← Projects

Movie Recommender

My fiancée and I have a recurring problem: we want to watch something, but we spend half an hour scrolling through streaming apps trying to find a movie that fits the vibe we’re both in the mood for. It’s exhausting. And as someone who takes probably too much pride in finding hidden gems and getting people onto movies they wouldn’t have discovered otherwise — I figured I could build something better.

This project is also where I’ve been stress-testing what I’ve learned from ML projects at work. I wanted to think like a full-stack architect for ML problems — not just training models, but building a real app around them. That meant learning product design (my fiancée has been a relentless, if contractually obligated, feedback source) and thinking carefully about how different recommendation approaches serve different user needs.

The recommendation zones

Not every recommendation problem is the same. Sometimes you want “more like this.” Sometimes you want to discover something you’ve never heard of. So I built multiple approaches:

BERT Embeddings for Similarity

I built an embedding pipeline using BERT that encodes movies across multiple axes: title, description, genres, directors, cast, and production companies. These embeddings live in pgvector, which lets me do fast similarity searches at the database level. The idea is to capture what makes movies feel similar — beyond just matching genre tags.

Future idea: multiple embedding spaces focused on different axes. Right now everything’s in one space, but separating “vibe” from “cast” from “director style” could make things more nuanced.

Content-Based Anchor Search

Pick a movie you love, find more like it. Straightforward content-based filtering, but anchored to something you’ve explicitly said you care about.

Hidden Gems Finder

This is the one I’m proudest of. It finds movies with high similarity scores but low popularity — films that match your taste but flew under the radar. This is exactly what I want from recommendations: not “here’s what everyone’s watching” but “here’s something you’d probably love that you’ve never heard of.”

The stack

Backend (FastAPI): Auth, movies, ratings, favorites, watchlist, comments, and all the recommendation logic. pgvector handles the embedding similarity queries. Redis caches hot paths.

Frontend (React + Vite): TypeScript throughout. Typed API layer so there’s no guessing about data shapes. Combined user state endpoint (/users/me/state) reduces round trips after login.

Data: TMDB dataset (10k movies). Pipeline ingests, cleans, and computes BERT embeddings.

What I’ve learned

Product design is its own skill. Getting feedback from a real user — even one who’s contractually obligated to live with me — changed how I thought about the UI and recommendation explanations. Why is this being recommended matters as much as what is being recommended.

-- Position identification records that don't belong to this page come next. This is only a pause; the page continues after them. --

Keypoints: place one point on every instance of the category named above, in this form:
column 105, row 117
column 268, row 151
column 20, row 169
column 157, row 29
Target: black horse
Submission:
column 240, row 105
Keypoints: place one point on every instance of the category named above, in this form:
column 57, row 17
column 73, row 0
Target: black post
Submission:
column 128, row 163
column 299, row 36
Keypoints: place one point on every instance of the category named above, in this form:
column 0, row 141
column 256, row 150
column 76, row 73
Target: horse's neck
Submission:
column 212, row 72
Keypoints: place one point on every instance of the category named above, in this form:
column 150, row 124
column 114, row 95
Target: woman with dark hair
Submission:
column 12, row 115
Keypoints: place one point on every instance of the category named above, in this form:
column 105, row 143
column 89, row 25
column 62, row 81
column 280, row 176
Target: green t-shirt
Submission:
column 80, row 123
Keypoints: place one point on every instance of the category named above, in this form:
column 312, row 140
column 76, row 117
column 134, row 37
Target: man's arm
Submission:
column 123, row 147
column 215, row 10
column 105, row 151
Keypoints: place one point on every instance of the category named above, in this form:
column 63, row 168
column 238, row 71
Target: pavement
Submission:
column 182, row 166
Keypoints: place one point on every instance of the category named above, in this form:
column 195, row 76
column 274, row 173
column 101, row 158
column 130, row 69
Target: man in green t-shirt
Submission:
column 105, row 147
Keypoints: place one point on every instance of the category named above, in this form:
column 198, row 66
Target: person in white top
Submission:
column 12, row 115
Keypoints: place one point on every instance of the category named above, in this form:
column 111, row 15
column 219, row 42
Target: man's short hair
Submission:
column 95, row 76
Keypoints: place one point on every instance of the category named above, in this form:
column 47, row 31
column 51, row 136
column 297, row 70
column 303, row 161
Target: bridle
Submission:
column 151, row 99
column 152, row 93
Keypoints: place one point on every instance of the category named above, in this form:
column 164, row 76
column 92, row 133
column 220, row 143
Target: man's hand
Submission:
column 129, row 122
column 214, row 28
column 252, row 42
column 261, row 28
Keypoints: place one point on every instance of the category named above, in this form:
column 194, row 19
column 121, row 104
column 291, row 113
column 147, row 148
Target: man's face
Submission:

Also: multiple recommendation zones > one monolithic algorithm. Different people in different moods need different approaches. Sometimes you want “more like this.” Sometimes you want to be surprised.

Current state

Works, but rough. The core features are functional — auth, browsing, ratings, all three recommendation zones, watchlist. The UI needs polish, and there’s more tuning to do on the embedding quality. It’s also painfully slow on first load, the caching system works great afterwards thought.

What’s next

GPU-powered training and inference to speed things up. The BERT embedding step is slow on CPU, and there’s room to experiment with different model architectures. Collaborative filtering is also on the list — using rating patterns across users to complement the content-based approaches. I want to implement user interactions in real-time back to a specific zone.